In that broadcast there is an illuminating episode where the American Life team follows the cops to a 911 shots fired call. They arrive and find a couple claiming that a woman, whom they had requested move her parked car so that they could get their car out of the parking space, pointed a gun at them and fired it. There are no shell casings or other evidence of a fired gun. The police track down the accused woman who is cooperative and invites them to search her apartment, claiming that she did not fire a gun and that in fact she doesn't have a gun. The show is focusing on the difficult position of police departments, which tend to be majority white, when interacting in neighborhoods that are majority black, particularly when those neighborhoods generate the bulk of the emergency 911 calls.

In this instance, both the alleged victims and the alleged perpetrator are black. All are emotional and adamant that they are telling the truth. The police have to quickly adjudicate with conflicting testimony and limited evidence, what actually happened. In the meantime both parties are wanting the other party to be disbelieved and punished and are faulting the police for not taking their word that events unfolded as they have represented. No matter how polite and solicitous the police might be, nor how diligent, by being initially neutral they are going to make one party (the party telling the truth) angry.

In the event, within an hour, the police discover a recently fired long barrel pistol hidden in the accused woman's laundry hamper and are able to file charges. The accusing couple, glad that their allegation has been acted on, are still irritated at how long it took and why they weren't believed immediately.

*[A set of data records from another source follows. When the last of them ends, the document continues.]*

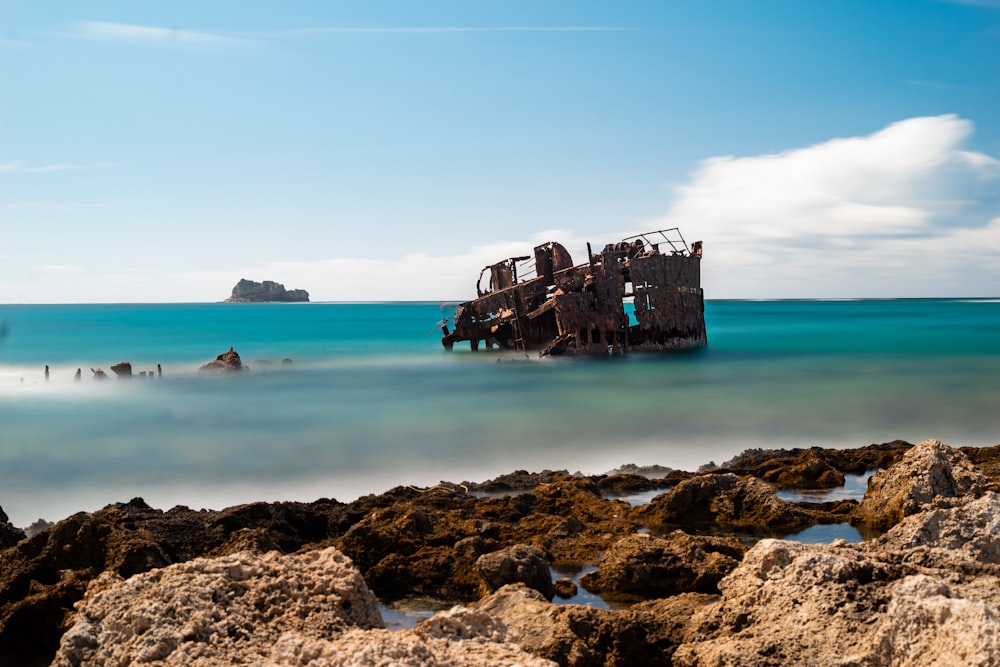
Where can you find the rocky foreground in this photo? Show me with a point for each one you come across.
(697, 572)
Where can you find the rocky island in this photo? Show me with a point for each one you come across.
(248, 291)
(704, 570)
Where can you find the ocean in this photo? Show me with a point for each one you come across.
(345, 399)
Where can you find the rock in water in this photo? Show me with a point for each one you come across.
(930, 474)
(519, 563)
(267, 291)
(226, 362)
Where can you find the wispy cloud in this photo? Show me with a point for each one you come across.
(50, 206)
(943, 85)
(446, 29)
(106, 31)
(57, 268)
(903, 211)
(21, 167)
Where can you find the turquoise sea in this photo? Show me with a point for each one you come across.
(371, 399)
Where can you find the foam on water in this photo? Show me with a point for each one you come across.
(371, 399)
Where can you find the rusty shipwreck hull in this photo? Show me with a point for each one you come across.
(545, 303)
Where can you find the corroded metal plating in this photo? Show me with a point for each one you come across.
(642, 293)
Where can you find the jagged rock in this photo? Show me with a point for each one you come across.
(122, 369)
(278, 610)
(519, 563)
(42, 577)
(643, 566)
(227, 610)
(459, 637)
(226, 362)
(729, 500)
(250, 291)
(9, 535)
(565, 588)
(909, 598)
(947, 538)
(579, 636)
(810, 470)
(929, 474)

The thought that connects both articles is that we all instinctively want mob justice and while we may be strategically committed to the concept of rule of law, when we are personally engaged (by personal impact or through ideology), we essentially want mob justice. We want the power of the state to do our bidding and immediately find the other guilty and to punish them immediately. Disbelieving us is an insult and troubling. But the state is not omnipotent and often cannot tell immediately where might lie the truth.

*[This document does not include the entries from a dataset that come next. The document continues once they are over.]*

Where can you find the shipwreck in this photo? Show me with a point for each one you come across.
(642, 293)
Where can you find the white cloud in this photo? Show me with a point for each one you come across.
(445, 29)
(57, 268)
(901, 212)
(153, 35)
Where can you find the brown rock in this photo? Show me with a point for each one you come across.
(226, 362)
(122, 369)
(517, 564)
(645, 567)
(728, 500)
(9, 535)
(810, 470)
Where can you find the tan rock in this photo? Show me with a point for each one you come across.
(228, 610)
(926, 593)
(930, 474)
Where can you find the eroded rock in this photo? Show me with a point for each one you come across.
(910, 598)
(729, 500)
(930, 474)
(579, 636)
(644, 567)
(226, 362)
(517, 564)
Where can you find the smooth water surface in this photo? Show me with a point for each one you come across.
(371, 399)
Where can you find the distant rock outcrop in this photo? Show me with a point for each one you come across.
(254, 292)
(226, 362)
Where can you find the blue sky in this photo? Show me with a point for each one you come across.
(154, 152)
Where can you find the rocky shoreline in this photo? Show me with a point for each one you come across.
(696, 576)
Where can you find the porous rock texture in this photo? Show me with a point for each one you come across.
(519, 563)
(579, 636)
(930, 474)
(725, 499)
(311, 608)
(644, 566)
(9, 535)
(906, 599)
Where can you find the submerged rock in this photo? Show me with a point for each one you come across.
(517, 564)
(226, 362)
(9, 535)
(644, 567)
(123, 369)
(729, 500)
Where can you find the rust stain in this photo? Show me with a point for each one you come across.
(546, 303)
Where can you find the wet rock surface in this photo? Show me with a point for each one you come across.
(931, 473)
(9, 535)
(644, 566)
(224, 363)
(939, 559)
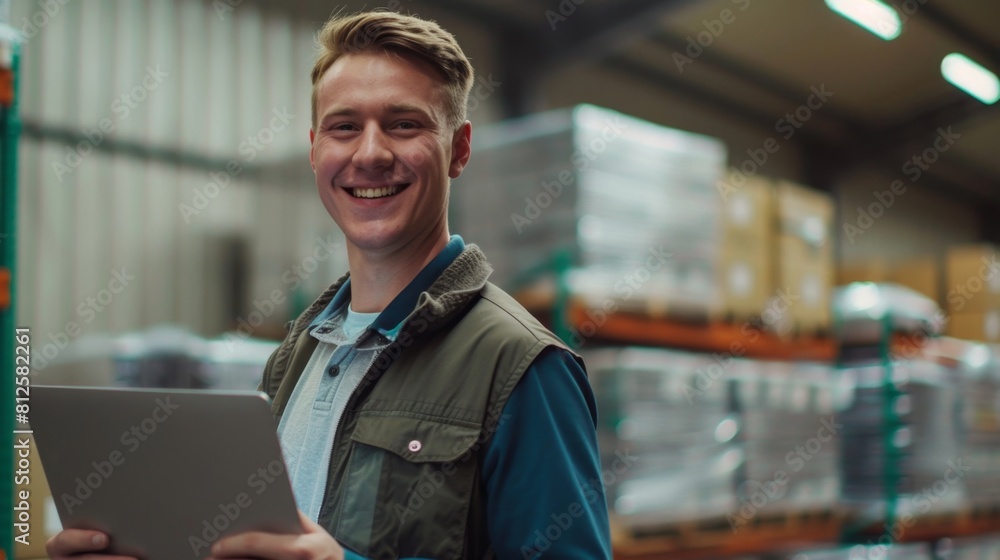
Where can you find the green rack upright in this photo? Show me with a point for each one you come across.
(10, 46)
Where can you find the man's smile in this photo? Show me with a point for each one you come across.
(377, 192)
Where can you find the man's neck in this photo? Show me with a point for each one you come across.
(377, 279)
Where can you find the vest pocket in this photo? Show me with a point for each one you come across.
(418, 440)
(408, 486)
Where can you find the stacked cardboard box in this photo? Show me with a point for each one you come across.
(870, 270)
(746, 266)
(921, 274)
(972, 292)
(804, 255)
(634, 203)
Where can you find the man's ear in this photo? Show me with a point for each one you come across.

These examples illustrate that this is neither a gender issue or a race issue (though episodically those might indeed be occasional factors). This is a process issue that is irreconcilable.

Of course the judicial system, constituted of fallible humans, is itself in turn fallible and always subject to both tactical and strategic actions to improve it. Fundamentally though, there are two positions that cannot be reconciled. You cannot be for the rule of law and due process rights and at the same time seek to preclude the other party (whether the accuser or the accused) from bearing a burden in the process. The accuser has to step forward and make and support the accusation and the accused, despite being innocent till proven guilty, sensibly ought to assist in making the case demonstrating their innocence.

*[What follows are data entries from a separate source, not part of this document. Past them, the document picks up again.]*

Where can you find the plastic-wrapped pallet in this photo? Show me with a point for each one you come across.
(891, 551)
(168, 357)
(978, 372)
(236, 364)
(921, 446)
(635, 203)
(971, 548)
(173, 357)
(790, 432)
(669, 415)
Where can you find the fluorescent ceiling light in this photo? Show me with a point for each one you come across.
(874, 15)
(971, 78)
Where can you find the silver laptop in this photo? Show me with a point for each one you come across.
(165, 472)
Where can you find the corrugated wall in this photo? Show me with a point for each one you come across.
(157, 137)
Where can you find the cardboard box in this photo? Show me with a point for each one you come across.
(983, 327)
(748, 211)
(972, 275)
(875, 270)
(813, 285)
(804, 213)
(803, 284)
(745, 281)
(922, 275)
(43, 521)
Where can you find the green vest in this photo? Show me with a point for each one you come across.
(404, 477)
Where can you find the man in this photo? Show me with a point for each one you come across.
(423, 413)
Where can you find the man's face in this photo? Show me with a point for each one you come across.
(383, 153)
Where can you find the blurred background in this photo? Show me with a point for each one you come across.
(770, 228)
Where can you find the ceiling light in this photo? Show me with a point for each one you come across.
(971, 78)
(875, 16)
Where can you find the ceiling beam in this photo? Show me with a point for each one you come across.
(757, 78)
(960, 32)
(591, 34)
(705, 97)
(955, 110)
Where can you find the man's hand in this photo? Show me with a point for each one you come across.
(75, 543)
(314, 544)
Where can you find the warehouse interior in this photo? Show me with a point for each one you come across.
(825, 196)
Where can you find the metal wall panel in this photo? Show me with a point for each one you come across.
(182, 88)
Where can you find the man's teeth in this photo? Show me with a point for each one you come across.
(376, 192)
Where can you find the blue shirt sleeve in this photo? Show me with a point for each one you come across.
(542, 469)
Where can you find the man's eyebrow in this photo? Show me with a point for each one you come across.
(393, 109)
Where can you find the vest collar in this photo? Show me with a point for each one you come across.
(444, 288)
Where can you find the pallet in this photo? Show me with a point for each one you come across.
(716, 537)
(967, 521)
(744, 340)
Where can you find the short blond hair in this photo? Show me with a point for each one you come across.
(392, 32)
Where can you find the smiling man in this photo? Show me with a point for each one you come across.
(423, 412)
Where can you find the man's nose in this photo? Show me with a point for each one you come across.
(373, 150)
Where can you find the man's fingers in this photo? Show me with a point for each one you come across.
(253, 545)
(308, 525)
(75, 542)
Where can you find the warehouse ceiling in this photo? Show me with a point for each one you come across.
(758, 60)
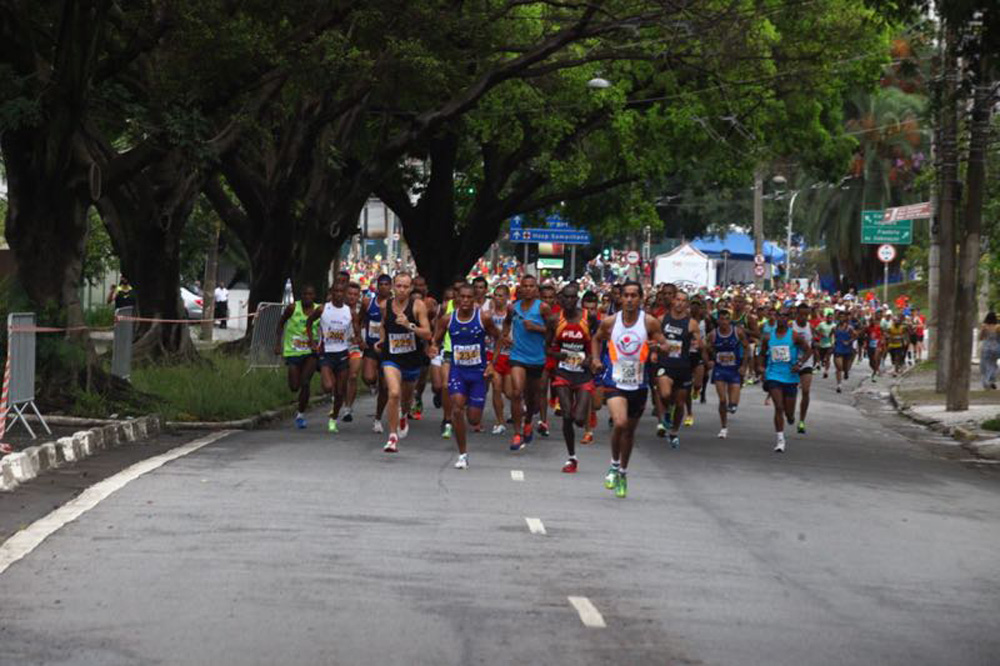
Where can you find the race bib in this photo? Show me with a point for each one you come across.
(573, 361)
(402, 343)
(675, 348)
(627, 373)
(725, 358)
(781, 354)
(467, 354)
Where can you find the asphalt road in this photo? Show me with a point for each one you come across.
(857, 546)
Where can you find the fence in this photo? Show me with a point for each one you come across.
(121, 350)
(265, 336)
(19, 374)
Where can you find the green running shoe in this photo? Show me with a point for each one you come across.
(621, 486)
(611, 478)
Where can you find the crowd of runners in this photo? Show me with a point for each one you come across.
(536, 350)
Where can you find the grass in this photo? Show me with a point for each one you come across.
(215, 391)
(915, 289)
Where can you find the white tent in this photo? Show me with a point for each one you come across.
(685, 266)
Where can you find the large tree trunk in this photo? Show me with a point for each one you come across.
(965, 294)
(948, 211)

Those that want to make an end run from accusation to guilt without any intermediate process or burden, are essentially calling for the abandonment of rule of law and due process. They are advocating mob justice and anarchy, rule of the most powerful. That is not explicitly what they seek, but as Gramscian propagators, that is their revealed preference. They will only see that they are seeking justice. They will refuse to see their actions as undermining justice.